Upon receipt of the required
payment and the warrant certificate properly completed and duly executed at the corporate trust office of the warrant agent or any other
office indicated in the applicable prospectus supplement, we will issue and deliver the securities purchasable upon such exercise. If
fewer than all of the warrants represented by the warrant certificate are exercised, then we will issue a new warrant certificate for
the remaining amount of warrants. If we so indicate in the applicable prospectus supplement, holders of the warrants may surrender securities
as all or part of the exercise price for warrants.
Governing Law
Unless we provide otherwise
in the applicable prospectus supplement, the warrants and warrant agreements, and any claim, controversy or dispute arising under or related
to the warrants or warrant agreements, will be governed by and construed in accordance with the laws of the State of New York.
Enforceability of Rights by Holders of Warrants
Each warrant agent will act
solely as our agent under the applicable warrant agreement and will not assume any obligation or relationship of agency or trust with
any holder of any warrant. A single bank or trust company may act as warrant agent for more than one issue of warrants. A
warrant agent will have no duty or responsibility in case of any default by us under the applicable warrant agreement or warrant, including
any duty or responsibility to initiate any proceedings at law or otherwise, or to make any demand upon us. Any holder of a warrant
may, without the consent of the related warrant agent or the holder of any other warrant, enforce by appropriate legal action its right
to exercise, and receive the securities purchasable upon exercise of, its warrants.
DESCRIPTION OF UNITS
We may issue units consisting of some or all
of the securities described above, in any combination, including common stock, warrants and/or debt securities. The terms of these units
will be set forth in a prospectus supplement. The description of the terms of these units in the related prospectus supplement will not
be complete. You should refer to the applicable form of unit and unit agreement for complete information with respect to these units.
Legal
Ownership of Securities
We can issue securities in
registered form or in the form of one or more global securities. We describe global securities in greater detail below. We
refer to those persons who have securities registered in their own names on the books that we or any applicable trustee or depositary
maintain for this purpose as the “holders” of those securities. These persons are the legal holders of the securities.
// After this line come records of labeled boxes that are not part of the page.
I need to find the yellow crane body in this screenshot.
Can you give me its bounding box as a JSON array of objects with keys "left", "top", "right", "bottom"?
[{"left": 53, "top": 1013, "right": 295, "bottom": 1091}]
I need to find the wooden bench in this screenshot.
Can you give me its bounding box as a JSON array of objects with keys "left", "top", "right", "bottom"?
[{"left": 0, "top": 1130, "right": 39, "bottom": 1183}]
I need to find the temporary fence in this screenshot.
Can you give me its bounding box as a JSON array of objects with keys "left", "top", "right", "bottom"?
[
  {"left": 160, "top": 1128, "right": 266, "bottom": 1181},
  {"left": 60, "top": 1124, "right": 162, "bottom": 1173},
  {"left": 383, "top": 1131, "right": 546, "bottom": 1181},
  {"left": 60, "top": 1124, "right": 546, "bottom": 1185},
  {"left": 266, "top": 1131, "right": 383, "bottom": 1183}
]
We refer to those persons who, indirectly through others, own beneficial interests in securities that are not registered in their own
names, as “indirect holders” of those securities. As we discuss below, indirect holders are not legal holders, and investors
in securities issued in book-entry form or in street name will be indirect holders.
Book-Entry Holders
We may issue securities in
book-entry form only, as we will specify in the applicable prospectus supplement. This means securities may be represented by one
or more global securities registered in the name of a financial institution that holds them as depositary on behalf of other financial
institutions that participate in the depositary’s book-entry system. These participating institutions, which are referred
to as participants, in turn, hold beneficial interests in the securities on behalf of themselves or their customers.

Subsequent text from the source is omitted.